Où se situe aujourd’hui la politique d’immigration allemande en comparaison internationale?

Selon une étude récente de l’OCDE, le règlement allemand est l’un des plus libéraux du monde. L’Allemagne a opté pour un concept d’immigration qui, tout en étant subordonné à un contrat de travail, est extrêmement simple. La qualification et une offre d’emploi suffisent. Les pays d’immigration dits classiques tels le Canada ou les États-Unis ont des règlements nettement plus sélectifs affichant une grande non-transparence.

Ce changement de paradigmes a-t-il été déclenché par la situation sur le marché de l’emploi ?

Elle a certainement joué un rôle déterminant. Dans certains métiers et certaines régions, la pénurie de personnel qualifié est notoire. C’est pourquoi l’Allemagne a lancé de la manière la plus libérale possible la « carte bleue » exigée par l’Union européenne pour pallier cette pénurie. On aurait pu créer des quotas et des restrictions auxquels on a renoncé à dessein, sachant politiquement parlant, que l’Allemagne a besoin d’immigrants. Mais la mise en œuvre du nouveau cadre juridique ne répond de loin pas aux besoins requis à la longue. Ces deux dernières années, nous avons distribué quelque 14 000 cartes bleues dont une grande partie à des personnes qui étaient déjà en Allemagne et n’avaient fait que changer de statut. Jusqu’ici, bien trop peu de personnes mettent à profit la possibilité de venir en Allemagne pour y travailler. Il faut absolument remédier à cet état de choses. Mais c’est surtout sa nouvelle vision de soi que l’Allemagne devrait maintenant communiquer à l’extérieur et vivre à l’intérieur.

Quelle est l’importance de la « culture de bienvenue » que l’on évoque si fréquemment ?

Elle est très importante. S’établir dans un nouveau pays est difficile.

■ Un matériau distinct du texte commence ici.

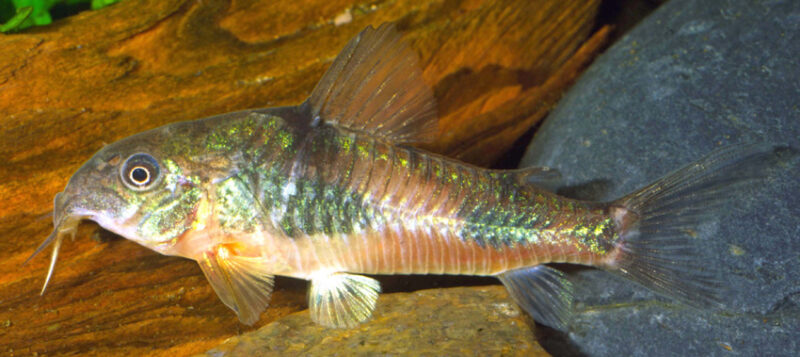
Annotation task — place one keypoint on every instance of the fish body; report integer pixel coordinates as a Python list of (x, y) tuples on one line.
[(331, 189)]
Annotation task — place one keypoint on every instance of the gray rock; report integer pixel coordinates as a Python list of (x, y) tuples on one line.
[(692, 77)]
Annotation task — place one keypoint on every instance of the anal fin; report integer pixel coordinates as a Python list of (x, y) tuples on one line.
[(543, 292), (242, 283), (342, 300)]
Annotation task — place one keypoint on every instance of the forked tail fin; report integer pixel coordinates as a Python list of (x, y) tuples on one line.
[(656, 247)]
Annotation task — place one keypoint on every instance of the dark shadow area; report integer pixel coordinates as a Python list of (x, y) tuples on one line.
[(624, 14)]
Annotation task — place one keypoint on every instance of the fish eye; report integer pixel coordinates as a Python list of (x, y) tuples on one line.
[(140, 171)]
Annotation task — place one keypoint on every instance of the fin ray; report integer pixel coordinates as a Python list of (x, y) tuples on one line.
[(240, 282), (342, 300), (375, 86), (656, 248), (543, 292)]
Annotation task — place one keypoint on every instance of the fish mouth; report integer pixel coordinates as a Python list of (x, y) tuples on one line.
[(65, 222)]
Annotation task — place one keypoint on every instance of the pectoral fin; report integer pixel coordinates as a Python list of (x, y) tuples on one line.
[(242, 283), (543, 292), (342, 300)]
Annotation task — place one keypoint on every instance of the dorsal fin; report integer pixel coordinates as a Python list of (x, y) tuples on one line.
[(375, 86)]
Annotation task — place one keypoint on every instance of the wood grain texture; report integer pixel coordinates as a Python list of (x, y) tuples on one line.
[(496, 68)]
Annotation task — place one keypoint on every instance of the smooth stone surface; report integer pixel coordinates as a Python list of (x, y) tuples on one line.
[(464, 321), (694, 76)]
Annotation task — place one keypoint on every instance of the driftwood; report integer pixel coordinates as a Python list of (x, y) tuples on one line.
[(496, 68)]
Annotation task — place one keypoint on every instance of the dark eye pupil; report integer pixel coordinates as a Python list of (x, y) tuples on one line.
[(140, 171), (140, 175)]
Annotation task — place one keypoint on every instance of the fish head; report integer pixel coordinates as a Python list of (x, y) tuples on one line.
[(137, 188)]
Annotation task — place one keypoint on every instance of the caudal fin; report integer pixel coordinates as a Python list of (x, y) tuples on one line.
[(656, 223)]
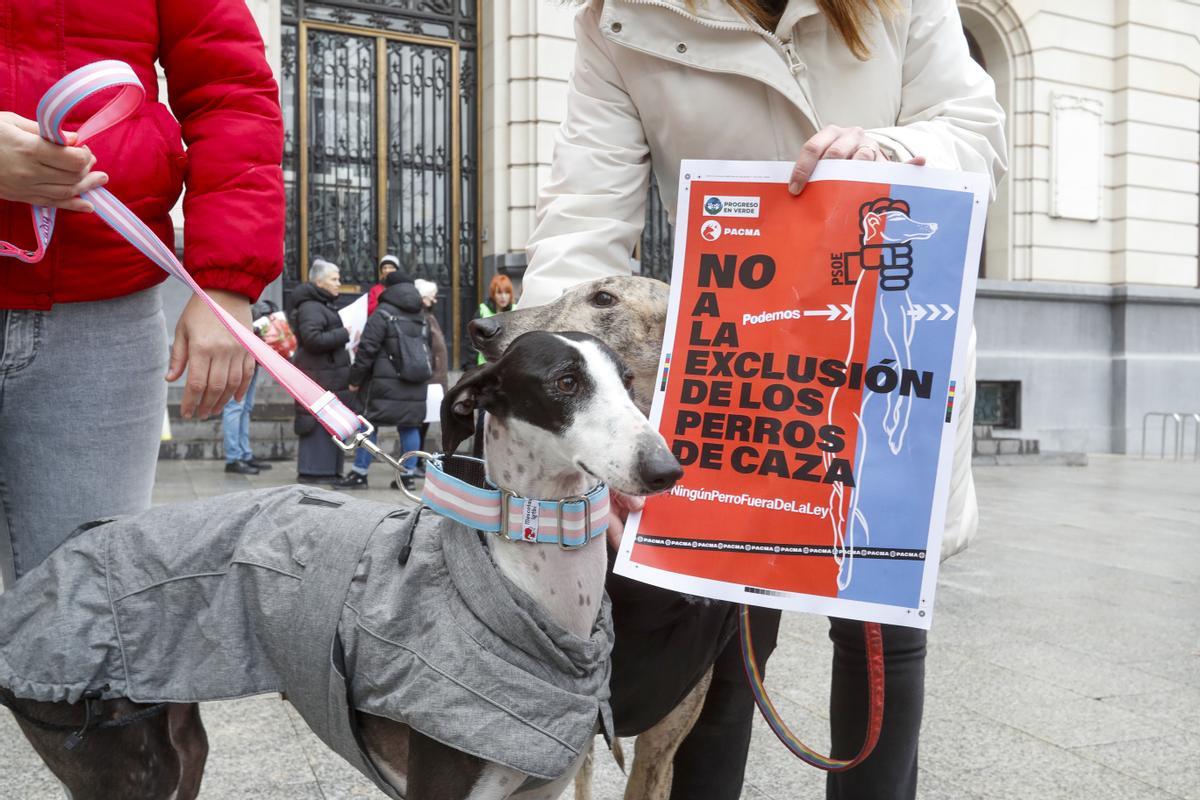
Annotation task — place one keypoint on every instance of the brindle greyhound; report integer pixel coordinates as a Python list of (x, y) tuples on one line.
[(552, 402), (628, 313)]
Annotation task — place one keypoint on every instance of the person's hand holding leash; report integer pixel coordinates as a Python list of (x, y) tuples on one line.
[(621, 506), (833, 142), (219, 367), (42, 173)]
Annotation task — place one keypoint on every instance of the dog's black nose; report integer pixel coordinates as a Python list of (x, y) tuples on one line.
[(658, 468), (483, 330)]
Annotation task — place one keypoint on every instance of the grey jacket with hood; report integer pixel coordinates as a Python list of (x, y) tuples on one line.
[(324, 597)]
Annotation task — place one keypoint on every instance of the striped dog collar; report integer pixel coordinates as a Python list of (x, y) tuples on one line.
[(457, 488)]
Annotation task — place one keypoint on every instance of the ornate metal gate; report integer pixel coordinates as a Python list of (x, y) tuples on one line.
[(381, 101)]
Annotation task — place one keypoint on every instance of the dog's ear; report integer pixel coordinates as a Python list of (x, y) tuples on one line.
[(479, 389)]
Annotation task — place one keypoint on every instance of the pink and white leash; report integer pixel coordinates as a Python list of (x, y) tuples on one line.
[(347, 428)]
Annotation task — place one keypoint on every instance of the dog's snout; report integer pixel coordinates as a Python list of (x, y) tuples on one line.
[(658, 469), (481, 330)]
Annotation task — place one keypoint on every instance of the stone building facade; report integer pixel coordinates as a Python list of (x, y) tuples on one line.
[(1089, 310)]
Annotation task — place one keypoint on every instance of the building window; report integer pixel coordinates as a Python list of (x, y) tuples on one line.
[(999, 403)]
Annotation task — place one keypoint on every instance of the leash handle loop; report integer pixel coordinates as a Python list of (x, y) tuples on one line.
[(52, 112), (874, 637)]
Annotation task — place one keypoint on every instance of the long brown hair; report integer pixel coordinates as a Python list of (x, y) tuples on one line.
[(850, 17)]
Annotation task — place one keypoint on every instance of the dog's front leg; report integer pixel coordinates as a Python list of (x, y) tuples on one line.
[(441, 773), (654, 752)]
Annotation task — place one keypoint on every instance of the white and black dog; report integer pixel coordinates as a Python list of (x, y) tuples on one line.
[(665, 642), (559, 420)]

On tombe sur des étrangers, on a affaire à d’autres circonstances, à un quotidien inhabituel, toutes choses qui nécessitent des réseaux. Ce sont surtout les communes qui sont sollicitées. Elles doivent souhaiter la bienvenue aux familles, aider les parents à mettre leurs enfants dans les bonnes écoles et à leur procurer une bonne couverture santé. Instaurer une telle culture de bienvenue prend évidemment du temps. L’Allemagne a souligné bien longtemps qu’elle n’était pas un pays d’immigration bien que, de facto, elle l’ait été. À présent, organiser le changement doit être du ressort d’un grand nombre d’acteurs issus des milieux politiques, économiques et universitaires.

Les universités allemandes attirent de plus en plus d’étudiants étrangers. Quel est leur rôle sur le marché du travail ?

Les étudiants étrangers sont les immigrants idéaux. Ils s’y connaissent en Allemagne, maîtrisent la langue, se sont familiarisés avec les conditions sociales. Ils se sont bien intégrés dès le début de leurs études. L’Allemagne a donc tout intérêt à inciter au moins une certaine proportion de ces étudiants à rester, une fois leurs études achevées.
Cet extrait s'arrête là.